Why is &Foo::memberFunction not resolving to a pointer? What is the type of f in bar? If it's not a pointer how am I able to pass it to std::mem_fun that is defined as template< class M, class T > /*unspecified*/ mem_fn(M T::* pm) noexcept;?

Answer 1

General suggestion for type investigations

I think the easiest way to answer questions like "what is the type of x in this context" is to put a static_assert(std::is_same_v<void, delctype(x)>); in that same context. The compiler will then tell you the static_assertion failed because void is not equal to the type of x, revealing what that type is.

is &Foo::memberFunction a pointer?

And there are variations of that.

For instance, if you truly want to know wheter &Foo::memberFunction is a pointer, then ask it this way:

static_assert(std::is_pointer_v<decltype(&Foo::memberFunction)>);

and the compiler will tell you something along the lines of

Static_assert failed due to requirement 'std::is_pointer_v<void (Foo::*)()>' [static_assert_requirement_failed]

so it just can't match against FunctionPtrT*.

As regards

What is the type of f in bar?

if you put

static_assert(std::is_same_v<void, decltype(f)>);

inside of bar, the compiler will tell you

Static_assert failed due to requirement 'std::is_same_v<void, void (Foo::*)()>'

meaning that the type of f is void(Foo::*)().

How does &Foo::memberFunction's type from a free function pointer?

Compare this with the error you get if you define

void f();

and assert

static_assert(std::is_same_v<void, decltype(f)>);

The compiiler will tell you

Static_assert failed due to requirement 'std::is_same_v<void, void (*)()>'

So the point is that void(*)(), a pointer to a free function from void to void, is different from void (Foo::*)(), a pointer member of Foo function from void to void.

How can I restrict a template to be instatiated only for member functions?
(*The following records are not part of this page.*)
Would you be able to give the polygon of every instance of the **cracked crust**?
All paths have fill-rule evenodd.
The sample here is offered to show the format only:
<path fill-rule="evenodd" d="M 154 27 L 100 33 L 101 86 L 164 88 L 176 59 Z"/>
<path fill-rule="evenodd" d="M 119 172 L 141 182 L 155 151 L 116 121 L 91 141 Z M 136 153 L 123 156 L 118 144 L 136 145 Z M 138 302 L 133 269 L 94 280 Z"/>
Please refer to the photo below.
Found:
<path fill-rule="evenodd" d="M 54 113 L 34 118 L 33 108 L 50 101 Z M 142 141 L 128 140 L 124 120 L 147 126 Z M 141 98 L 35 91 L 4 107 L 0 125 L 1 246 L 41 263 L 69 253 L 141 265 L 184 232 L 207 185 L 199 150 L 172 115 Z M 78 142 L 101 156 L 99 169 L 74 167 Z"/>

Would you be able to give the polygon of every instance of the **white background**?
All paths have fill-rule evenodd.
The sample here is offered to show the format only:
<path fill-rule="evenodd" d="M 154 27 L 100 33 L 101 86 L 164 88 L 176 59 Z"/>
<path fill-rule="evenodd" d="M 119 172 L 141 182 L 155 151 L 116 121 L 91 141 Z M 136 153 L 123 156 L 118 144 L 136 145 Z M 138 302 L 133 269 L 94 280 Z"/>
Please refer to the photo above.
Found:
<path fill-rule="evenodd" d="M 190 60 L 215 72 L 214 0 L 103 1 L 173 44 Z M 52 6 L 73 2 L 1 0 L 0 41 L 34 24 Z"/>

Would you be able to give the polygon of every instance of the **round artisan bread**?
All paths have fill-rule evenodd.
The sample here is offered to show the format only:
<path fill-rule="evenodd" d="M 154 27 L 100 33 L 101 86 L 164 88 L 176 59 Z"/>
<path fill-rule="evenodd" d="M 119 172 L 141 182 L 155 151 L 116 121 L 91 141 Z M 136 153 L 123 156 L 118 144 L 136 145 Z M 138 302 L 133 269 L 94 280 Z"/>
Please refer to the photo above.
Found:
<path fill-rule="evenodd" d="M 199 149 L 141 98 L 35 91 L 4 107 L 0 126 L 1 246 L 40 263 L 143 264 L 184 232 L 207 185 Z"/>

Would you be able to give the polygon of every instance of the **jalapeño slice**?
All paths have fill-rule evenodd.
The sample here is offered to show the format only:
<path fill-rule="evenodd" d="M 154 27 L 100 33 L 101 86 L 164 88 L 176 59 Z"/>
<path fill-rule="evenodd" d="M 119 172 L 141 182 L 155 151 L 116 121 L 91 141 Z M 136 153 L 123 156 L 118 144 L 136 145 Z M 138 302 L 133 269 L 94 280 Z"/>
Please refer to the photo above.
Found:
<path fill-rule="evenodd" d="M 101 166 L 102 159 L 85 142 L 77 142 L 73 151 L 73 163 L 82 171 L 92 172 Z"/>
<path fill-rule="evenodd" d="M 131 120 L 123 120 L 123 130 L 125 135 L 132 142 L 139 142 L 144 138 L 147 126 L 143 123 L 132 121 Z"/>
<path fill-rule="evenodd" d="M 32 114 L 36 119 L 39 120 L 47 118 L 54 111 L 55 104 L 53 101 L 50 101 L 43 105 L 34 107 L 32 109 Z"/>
If you want your template to match only member functions, can go for

template<typename InstanceT, typename R, typename C>
void baz(InstanceT&& i, R C::* f) { }

or, if you want it to match any member function of Foo, you can clearly either change the order of the template parameters such that you can provide C manually

template<typename C, typename R, typename InstanceT>
void baz(InstanceT&& i, R C::* f) { }

which allows you to call baz<Foo>(/* args */);, or you can simply hardcode Foo in place of C:

template<typename R, typename InstanceT>
void baz(InstanceT&& i, R Foo::* f) { }

And what if I want to restrict the match to member function with a specific signature?

As you see, we already have a placeholder R, for the return type.

If we also wanted to have a placeholder for the arguments, we could go for this:

template<typename R, typename C, typename ...Args>
void baz(R (C::*f)(Args...));

Which will just match the same function as the previous example. I showed this just to make you see that, if you want to type the arguments out, you must put parenthesis around C::*f, or just C::*, if you want to omit the name (the lack of parenthesis is the typo in the comment under your question). Therefore, if you want to restrict the match to a specific signature, let's say void(), this is how you do it:

template<typename C>
void baz(void (C::*f)());

Answer 2

What is the type of f in bar?

The type of f in bar is void (Foo::*)() i.e., a pointer to a member function of class Foo that has no parameter and has the return type of void.

---

The reason baz(Foo(), &Foo::memberFunction); fails is that &Foo::memberFunction is a pointer to a member function is distinct from an ordinary pointer to some type.

In fact, member function pointers are not actually pointers. So the argument of type void (Foo::*)() cannot be passed to parameter FunctionPtrT* f.